Stepping back to look at the issue from 30,000 feet, at some point, Texas will need to make structural changes to finance the state healthcare system because the figures they need to cover Medicaid in the long-term will run into the many billions, making the $75 million per year or so that's supposed to go to hospitals from the DRP look like chump change. Minor adjustments to hospitals' Medicaid payment schedules would reduce their funding more than that. When those charged with rethinking healthcare finance at the Lege finally get down to envisioning a new finance model - and that may not happen until a special session or even 2-4 years from now - ideally they should subsume funding for trauma centers into whatever fix they finally come up with, creating a real dedicated fund where the money actually gets to the hospitals and just get rid of the DRP. At this point, as evidenced in today's op/ed, even the people who supposedly benefit most from the surcharge as constituted aren't happy with it.
4 comments:
The surcharges are not the sole reason prosecutors will plead down a DWI. Many times it is because they can't make the case but don't want to dismiss it.

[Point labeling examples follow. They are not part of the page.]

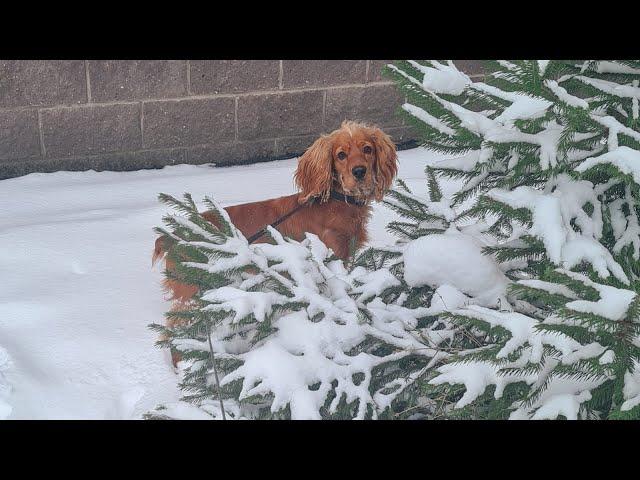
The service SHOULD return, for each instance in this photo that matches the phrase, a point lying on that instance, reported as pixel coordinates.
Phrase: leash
(332, 194)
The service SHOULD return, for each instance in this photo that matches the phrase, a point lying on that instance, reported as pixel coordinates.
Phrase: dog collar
(343, 197)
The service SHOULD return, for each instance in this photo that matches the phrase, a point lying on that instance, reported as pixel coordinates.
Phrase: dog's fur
(328, 164)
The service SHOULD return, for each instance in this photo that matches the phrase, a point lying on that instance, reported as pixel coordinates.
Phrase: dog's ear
(386, 163)
(314, 174)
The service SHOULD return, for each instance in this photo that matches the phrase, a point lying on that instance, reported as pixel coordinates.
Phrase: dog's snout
(359, 172)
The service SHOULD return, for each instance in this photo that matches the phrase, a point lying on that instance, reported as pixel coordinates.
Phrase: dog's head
(356, 159)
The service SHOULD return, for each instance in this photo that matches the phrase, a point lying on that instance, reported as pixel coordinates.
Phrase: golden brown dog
(357, 160)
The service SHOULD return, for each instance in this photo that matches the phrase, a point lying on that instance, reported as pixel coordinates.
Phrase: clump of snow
(553, 211)
(565, 96)
(631, 389)
(74, 309)
(457, 260)
(445, 79)
(625, 159)
(612, 304)
(428, 119)
(5, 388)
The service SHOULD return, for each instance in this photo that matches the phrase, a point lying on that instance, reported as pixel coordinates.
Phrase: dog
(337, 177)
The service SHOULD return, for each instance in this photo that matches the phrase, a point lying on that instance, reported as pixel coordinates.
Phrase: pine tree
(293, 332)
(550, 155)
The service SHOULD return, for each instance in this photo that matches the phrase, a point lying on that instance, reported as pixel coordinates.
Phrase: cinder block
(188, 122)
(376, 104)
(19, 134)
(42, 82)
(279, 115)
(114, 80)
(233, 76)
(322, 73)
(91, 130)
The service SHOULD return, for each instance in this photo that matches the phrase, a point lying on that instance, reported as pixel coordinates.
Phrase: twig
(215, 373)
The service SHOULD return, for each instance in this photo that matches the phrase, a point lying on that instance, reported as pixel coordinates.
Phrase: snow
(428, 119)
(77, 290)
(625, 159)
(565, 96)
(612, 304)
(552, 214)
(454, 259)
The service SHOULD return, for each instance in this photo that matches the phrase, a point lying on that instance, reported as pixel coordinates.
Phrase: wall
(128, 115)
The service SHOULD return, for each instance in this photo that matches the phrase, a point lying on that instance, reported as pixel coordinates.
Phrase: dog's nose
(359, 172)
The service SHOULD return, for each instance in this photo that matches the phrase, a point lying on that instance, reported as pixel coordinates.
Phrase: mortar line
(86, 73)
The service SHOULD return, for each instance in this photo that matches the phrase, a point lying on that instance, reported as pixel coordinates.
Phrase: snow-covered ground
(77, 290)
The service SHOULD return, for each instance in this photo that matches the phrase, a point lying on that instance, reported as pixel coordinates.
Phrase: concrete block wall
(129, 115)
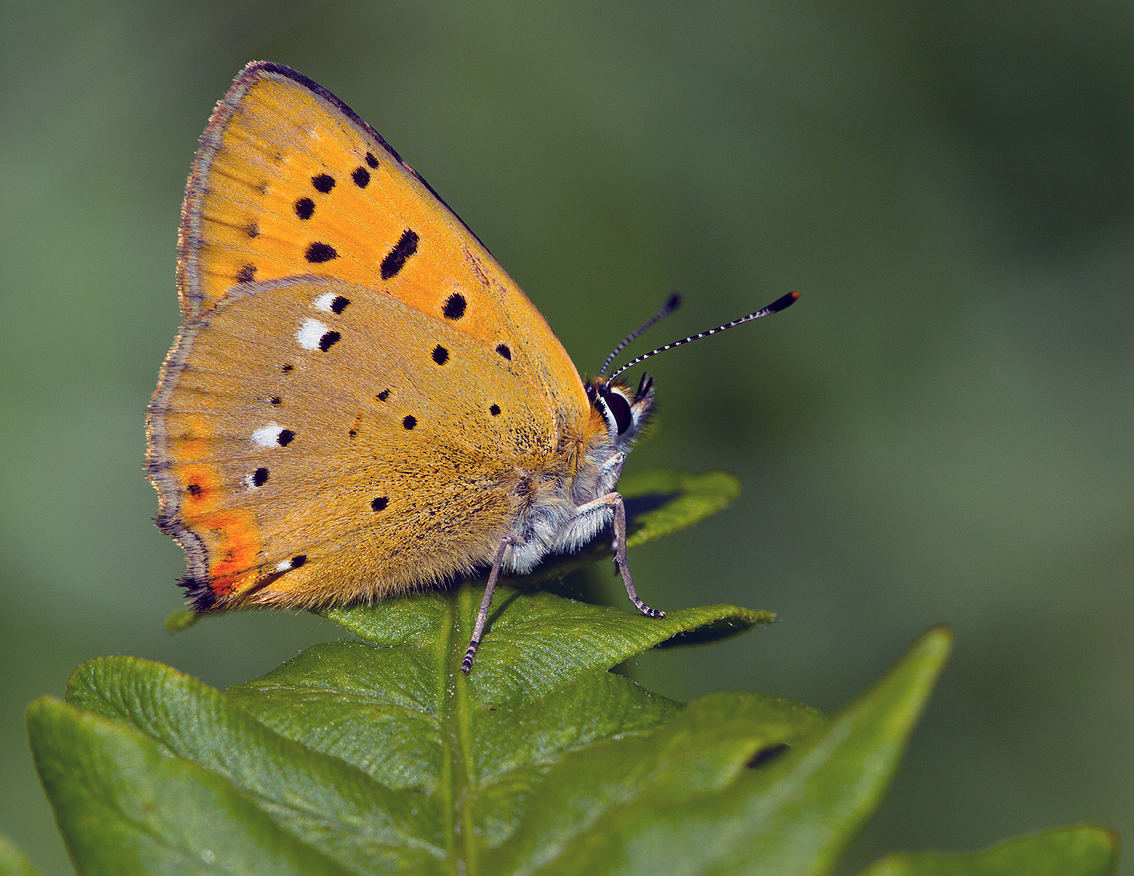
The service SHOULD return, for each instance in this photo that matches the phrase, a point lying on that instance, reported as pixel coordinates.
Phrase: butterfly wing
(316, 441)
(289, 180)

Sure, but that was always the case. The surcharge was the reason for the decline in conviction rates after it was implemented in 2004.
I'm not sure that's true. I have seen more marginal stops and more marginal arrests in the last 7 or 8 years. At some point Law Enforcement made a decision to test everyone they stopped with alcohol on their breath. Tests would screen out the green ones but the refusal cases were getting filed. Then some assistant DA has to look at a DWI with a stop for burned out license plate light and a Citizen who appears sober on the car video.
So sorry to hear about your niece - it is a tragedy when someone so young has their life cut short.
I hope your state works things out with their DRP fund - it is a shame to have that much money sitting in a bank account when it should be used to help save lives! Hopefully they figure out how to effectively use this fund to better improve driving safety.